Com e sem chuva o carnaval lá se cumpriu. Fiquei expectante no Domingo, o meu Paço não se mostrou, o que rompia um pouco com a tradição, e o Rossio, ainda que envergonhado e tolhido de movimentos, veio dar um ar da sua pouca graça às Quatro Esquinas. Apuradas as razões de o Paço não ter saído, mais uma vez nos deparámos com o incumprimento das promessas do Rossio. Foi acordado entre as duas direcções que dadas as condições climatéricas o melhor era não saírem, eis que o Rossio, fiel ao habitual desrespeito pelos compromissos assumidos, fez ouvidos de mercador à palavra dada e baralhou os poucos populares que por ali se encontravam. Então o carnaval de Canas é isto, uma carripana a debitar música de cassete-pirata e uns quantos sacos pingões a badanar adereços de mau gosto? Ainda me ri com o comentário… mas verdade verdadinha é que para espectáculos daqueles mais valia ficarem debaixo do aconchego do barracão onde fabricam aquelas caranguejolas vergonhosas que trouxeram à rua na terça-feira e num último esforço dar-lhes alguma dignidade.

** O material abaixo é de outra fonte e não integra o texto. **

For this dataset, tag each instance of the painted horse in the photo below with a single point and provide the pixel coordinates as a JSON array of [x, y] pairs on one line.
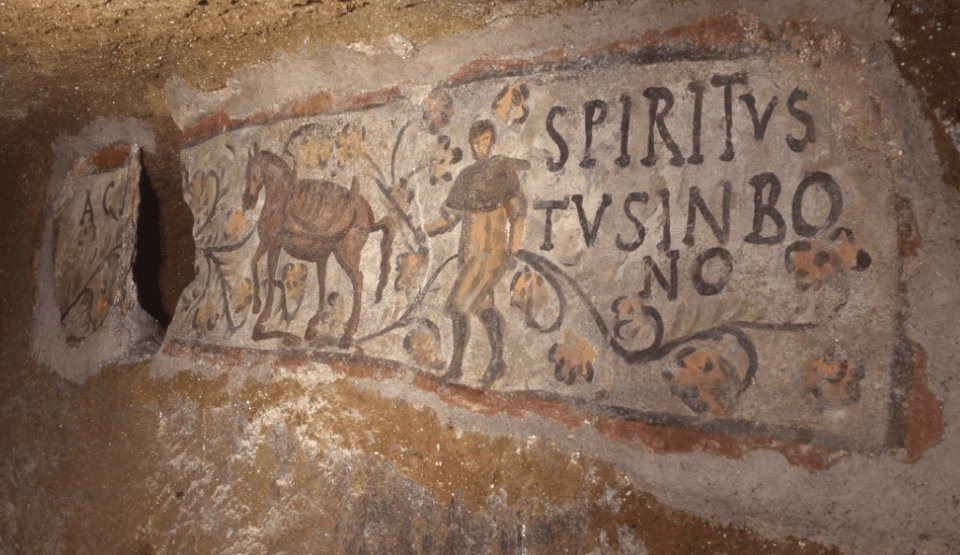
[[310, 219]]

De resto, nada de novo há para comentar, o Paço continuou exuberante a todos os níveis. Excelente nos carros alegóricos, criativo nas performances dos diversos grupos que integravam o corso, brilhante na diversidade de cores, na escolha dos trajes e imbatível no despique. Gostei particularmente das acções de rua da ASAE e da ciganagem, do trabalhoso dragão e do fantástico pavão. Estes sim, dignos do carnaval de Canas.
O Rossio sofreu uma derrota humilhante, a todos os níveis, mas o que me deu mais gozo foi a inversão de papéis verificada nos bailes. Parece que o Rossio não tinha lá vivalma e os do Paço abarrotavam. A continuar assim o melhor é alugarem o Kebra por três dias, quebranto por quebranto ao menos que vos dê algum rendimento. Até para o ano, se entretanto ultrapassarem o vexame.